Text: Edgar Allan Poe (ed. Killis Campbell), “Eulalie — A Song,” The Poems of Edgar Allan Poe, Ginn and Company, 1917, p. 114


[page 114, continued:]


I dwelth alone

In a world of moan,

And my soul was a stagnant tide,


Till the fair and gentle Eulalie became my blushing bride —

Till the yellow-haired young Eulalie became my smiling bride.

Ah, less — less bright

The stars of the night

Than the eyes of the radiant girl!

And never a flake


That the vapor can make

With the moon-tints of purple and pearl,

Can vie with the modest Eulalie’s most unregarded curl —

Can compare with the bright-eyed Eulalie’s most humble and careless curl.

Now Doubt — now Pain


Come never again,

For her soul gives me sigh for sigh,

And all day long

Shines, bright and strong,

Astarte within the sky,


While ever to her dear Eulalie upturns her matron eye —

While ever to her young Eulalie upturns her violet eye.
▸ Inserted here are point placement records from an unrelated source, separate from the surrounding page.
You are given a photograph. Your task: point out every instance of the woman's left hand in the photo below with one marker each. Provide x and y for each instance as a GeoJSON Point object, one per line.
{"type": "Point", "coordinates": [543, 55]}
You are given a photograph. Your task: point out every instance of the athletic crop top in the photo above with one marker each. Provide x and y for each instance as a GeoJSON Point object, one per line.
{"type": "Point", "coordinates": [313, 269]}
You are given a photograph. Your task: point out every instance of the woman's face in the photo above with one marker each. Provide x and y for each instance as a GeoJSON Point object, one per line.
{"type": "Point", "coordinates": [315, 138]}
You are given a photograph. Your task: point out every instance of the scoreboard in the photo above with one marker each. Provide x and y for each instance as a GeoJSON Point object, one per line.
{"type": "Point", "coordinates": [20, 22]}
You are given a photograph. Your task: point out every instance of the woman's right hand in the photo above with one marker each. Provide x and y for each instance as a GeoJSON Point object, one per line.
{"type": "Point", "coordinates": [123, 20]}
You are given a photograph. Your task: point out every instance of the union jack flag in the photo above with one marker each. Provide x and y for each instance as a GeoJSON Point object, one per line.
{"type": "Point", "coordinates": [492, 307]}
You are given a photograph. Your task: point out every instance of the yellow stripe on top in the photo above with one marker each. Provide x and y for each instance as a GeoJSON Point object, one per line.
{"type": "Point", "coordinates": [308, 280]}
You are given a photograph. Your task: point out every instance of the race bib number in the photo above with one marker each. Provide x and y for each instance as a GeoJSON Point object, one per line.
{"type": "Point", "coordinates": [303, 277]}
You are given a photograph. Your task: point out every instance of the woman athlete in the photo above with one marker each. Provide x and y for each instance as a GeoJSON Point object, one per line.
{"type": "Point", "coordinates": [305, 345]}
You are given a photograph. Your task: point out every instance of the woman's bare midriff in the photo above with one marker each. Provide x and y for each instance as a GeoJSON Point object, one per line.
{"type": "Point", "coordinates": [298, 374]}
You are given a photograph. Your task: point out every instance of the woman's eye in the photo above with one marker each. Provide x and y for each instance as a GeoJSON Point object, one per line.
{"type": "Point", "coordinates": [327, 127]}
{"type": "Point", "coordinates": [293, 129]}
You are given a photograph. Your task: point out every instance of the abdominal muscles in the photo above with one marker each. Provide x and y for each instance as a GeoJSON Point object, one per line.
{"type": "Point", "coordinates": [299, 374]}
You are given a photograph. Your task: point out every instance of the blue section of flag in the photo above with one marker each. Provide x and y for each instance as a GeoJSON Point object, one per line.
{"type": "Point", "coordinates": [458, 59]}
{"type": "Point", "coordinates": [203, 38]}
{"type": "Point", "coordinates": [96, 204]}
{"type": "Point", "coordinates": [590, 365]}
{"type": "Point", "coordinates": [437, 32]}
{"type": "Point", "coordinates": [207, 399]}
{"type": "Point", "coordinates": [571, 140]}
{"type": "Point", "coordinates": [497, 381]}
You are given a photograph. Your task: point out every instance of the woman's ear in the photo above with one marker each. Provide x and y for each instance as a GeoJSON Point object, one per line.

[The following variants appear at the bottom of page 114:]

11 moon-tints: morn-tints (A. W. R.).

17 And: While (A. W. R., B.J.).

20 While: And (A. W. R., B.J.).

21 While: And (A. W. R., B.J.).







[S:0 - KCP, 1917] - Edgar Allan Poe Society of Baltimore - Works - Eulalie -- A Song (ed. K. Campbell, 1917)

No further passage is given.